Akademik Veri Yönetim Sistemi
Engineering Fracture Mechanics, cilt.333, 2026 (SCI-Expanded, Scopus)
Flow forming is an advanced metal forming technique that allows the production of thin-walled, axisymmetric components with high dimensional accuracy and mechanical integrity. However, because preforms are subjected to complex stress states and intense plastic deformation during forming, geometric distortions and ductile fractures can occur, especially at high reduction ratios. This study provides a detailed analysis of widely used uncoupled ductile damage models for predicting fracture behavior during the flow forming of Inconel 718 alloy. Fifteen damage criteria, including both single- and multi-parameter damage models, are calibrated using tensile tests for four different geometries representing varying stress states. The models are implemented using a user-defined subroutine (VUSDFLD) in Abaqus/Explicit. The calibrated models are applied to both tensile tests and the flow forming process, with the results validated against experimental data.
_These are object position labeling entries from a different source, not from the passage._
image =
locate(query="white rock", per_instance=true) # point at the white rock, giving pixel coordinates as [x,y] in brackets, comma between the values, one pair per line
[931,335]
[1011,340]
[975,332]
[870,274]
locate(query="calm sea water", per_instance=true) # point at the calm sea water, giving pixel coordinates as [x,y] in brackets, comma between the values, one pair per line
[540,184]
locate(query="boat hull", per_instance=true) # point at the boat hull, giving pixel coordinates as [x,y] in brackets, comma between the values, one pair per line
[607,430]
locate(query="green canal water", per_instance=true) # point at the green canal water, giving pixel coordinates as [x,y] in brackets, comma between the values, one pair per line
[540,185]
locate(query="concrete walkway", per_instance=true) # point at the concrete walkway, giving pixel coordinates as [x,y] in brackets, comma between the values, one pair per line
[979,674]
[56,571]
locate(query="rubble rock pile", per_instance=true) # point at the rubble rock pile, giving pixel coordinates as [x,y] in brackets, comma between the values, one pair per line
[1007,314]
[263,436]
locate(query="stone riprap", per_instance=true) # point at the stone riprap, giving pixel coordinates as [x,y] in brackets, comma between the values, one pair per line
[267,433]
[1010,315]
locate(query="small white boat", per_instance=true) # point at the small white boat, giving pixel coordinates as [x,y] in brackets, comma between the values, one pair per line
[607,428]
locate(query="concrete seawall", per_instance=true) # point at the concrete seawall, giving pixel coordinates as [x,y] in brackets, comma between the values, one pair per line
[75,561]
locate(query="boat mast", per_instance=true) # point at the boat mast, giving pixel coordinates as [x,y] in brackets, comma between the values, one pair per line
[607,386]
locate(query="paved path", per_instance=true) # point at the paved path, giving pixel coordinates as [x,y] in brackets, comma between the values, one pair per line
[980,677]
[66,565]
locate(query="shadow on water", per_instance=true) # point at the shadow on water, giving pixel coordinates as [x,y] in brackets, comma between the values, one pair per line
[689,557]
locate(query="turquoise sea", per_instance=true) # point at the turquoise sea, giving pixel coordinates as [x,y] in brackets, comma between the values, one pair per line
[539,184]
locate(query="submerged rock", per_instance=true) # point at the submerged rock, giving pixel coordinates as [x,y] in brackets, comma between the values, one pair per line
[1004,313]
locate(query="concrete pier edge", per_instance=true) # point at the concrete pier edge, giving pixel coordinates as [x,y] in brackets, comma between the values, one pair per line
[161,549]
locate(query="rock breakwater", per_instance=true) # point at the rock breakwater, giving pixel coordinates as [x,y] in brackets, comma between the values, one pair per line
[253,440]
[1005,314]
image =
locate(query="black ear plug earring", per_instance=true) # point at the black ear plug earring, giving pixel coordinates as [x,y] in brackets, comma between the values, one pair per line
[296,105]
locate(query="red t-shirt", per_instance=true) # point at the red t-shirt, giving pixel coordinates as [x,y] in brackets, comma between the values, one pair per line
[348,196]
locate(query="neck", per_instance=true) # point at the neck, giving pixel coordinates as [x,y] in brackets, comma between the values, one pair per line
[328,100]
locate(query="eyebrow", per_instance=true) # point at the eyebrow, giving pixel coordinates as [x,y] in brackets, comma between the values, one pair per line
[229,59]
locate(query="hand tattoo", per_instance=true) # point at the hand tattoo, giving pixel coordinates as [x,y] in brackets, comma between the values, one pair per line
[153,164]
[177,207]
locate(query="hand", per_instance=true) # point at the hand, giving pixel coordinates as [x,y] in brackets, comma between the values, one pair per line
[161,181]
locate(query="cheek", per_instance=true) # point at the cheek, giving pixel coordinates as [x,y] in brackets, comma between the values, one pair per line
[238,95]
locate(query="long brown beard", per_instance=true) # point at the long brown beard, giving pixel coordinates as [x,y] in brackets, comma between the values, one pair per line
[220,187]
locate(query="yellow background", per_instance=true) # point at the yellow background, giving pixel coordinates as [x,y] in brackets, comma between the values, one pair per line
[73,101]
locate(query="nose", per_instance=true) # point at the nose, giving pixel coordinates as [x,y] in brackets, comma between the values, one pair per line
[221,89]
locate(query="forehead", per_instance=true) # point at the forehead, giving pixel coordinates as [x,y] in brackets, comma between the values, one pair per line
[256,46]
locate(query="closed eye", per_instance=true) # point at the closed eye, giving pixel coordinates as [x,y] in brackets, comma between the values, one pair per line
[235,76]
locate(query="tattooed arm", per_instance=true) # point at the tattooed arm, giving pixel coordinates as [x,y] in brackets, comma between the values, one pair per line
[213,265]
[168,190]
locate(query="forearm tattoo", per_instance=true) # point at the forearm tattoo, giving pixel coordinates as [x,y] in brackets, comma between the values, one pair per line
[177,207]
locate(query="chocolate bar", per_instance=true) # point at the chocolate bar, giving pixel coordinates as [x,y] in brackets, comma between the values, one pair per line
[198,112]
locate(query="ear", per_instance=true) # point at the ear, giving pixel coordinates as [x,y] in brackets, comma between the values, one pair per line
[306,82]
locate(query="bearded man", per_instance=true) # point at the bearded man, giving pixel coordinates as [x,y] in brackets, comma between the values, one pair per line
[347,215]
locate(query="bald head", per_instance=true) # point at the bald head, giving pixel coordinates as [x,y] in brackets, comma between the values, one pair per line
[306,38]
The findings indicate that the Ayada model provides more accurate damage predictions across all reduction ratios compared to other models, making it particularly suitable for the flow forming process. Furthermore, the influence of process parameters such as feed rate, revolution speed, feed ratio, and roller offset on formability and fracture initiation is investigated. The results underscore the crucial importance of selecting suitable process parameters and optimizing the forming process.